Despite the teachers rounding us parents up and taking us to the "cry" room - no one was outwardly sad, most of the moms were just grinning looking forward to their precious hours of freedom. There were, however, many practical concerns. Nayan has never been away from home for such a long duration. Simply getting him to eat his lunch is a whirlwind of a challenge. Well he learned quickly. After 3 days of stubbornly refusing to eat anything but the cookies in his lunch, he ultimately caught on.

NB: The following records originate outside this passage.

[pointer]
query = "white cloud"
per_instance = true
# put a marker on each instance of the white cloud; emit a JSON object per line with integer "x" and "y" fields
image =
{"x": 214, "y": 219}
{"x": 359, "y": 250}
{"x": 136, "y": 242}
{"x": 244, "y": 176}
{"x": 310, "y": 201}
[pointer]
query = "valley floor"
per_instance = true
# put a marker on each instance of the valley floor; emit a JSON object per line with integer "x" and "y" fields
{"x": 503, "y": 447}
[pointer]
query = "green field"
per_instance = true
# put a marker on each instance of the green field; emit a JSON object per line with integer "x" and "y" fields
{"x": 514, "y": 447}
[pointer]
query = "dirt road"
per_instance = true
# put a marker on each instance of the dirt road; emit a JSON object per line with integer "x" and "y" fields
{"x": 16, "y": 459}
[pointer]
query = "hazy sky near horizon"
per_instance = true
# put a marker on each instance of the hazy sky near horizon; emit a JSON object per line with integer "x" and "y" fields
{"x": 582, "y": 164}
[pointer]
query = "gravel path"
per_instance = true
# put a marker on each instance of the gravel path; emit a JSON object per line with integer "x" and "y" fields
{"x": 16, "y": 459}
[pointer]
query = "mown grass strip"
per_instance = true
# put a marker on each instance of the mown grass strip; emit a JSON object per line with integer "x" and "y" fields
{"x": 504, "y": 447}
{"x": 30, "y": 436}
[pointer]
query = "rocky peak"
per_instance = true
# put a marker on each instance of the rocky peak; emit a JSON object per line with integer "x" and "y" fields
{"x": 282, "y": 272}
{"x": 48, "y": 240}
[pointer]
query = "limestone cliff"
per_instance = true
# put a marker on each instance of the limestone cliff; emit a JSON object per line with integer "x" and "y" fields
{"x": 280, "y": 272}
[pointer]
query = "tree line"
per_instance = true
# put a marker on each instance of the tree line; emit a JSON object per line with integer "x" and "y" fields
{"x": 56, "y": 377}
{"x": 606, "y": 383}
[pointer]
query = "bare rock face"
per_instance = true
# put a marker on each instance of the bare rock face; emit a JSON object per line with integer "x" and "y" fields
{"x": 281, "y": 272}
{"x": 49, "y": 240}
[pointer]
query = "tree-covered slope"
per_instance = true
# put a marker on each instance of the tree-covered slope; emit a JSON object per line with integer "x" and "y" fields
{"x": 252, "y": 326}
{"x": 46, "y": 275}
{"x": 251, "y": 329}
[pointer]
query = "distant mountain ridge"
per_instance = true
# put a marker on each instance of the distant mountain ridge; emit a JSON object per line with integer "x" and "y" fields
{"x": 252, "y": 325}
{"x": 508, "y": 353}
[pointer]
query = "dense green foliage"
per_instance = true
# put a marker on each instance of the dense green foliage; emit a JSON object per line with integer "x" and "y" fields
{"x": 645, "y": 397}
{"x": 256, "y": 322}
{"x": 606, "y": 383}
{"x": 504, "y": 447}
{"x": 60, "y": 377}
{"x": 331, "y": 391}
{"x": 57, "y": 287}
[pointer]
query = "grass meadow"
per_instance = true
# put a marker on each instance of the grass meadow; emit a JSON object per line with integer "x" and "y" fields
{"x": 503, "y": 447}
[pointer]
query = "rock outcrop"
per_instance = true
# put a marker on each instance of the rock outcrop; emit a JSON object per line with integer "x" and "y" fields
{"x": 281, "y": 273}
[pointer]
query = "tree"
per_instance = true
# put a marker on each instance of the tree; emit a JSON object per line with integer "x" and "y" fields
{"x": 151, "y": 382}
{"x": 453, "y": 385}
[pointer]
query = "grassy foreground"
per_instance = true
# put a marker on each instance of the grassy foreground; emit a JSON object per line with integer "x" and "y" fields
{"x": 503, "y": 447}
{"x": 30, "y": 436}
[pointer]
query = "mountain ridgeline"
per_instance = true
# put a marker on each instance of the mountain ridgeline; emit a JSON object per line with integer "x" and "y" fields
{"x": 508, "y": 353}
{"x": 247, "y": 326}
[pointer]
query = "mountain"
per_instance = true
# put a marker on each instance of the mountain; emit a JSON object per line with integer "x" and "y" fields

I was also concerned about Nayan getting picked on for his patka. Nayan has recently decided he will be a proper Sikh and never cut his hair. As others, Ameen and I were quite surprised by his decision, and powerful will. Nayan has virtually no role models here in the states who have kept their hair, but his dearest cousins in India all have their hair kept. Ameen, after many failed trips to the barber, ultimately relented. So it turns out no one teased him, as Ameen was certain would be the case. Our neighborhood is really full of such open minded and caring people. Thank God we don't live in France, where Nayan would have been ejected from the school system for simply following his faith.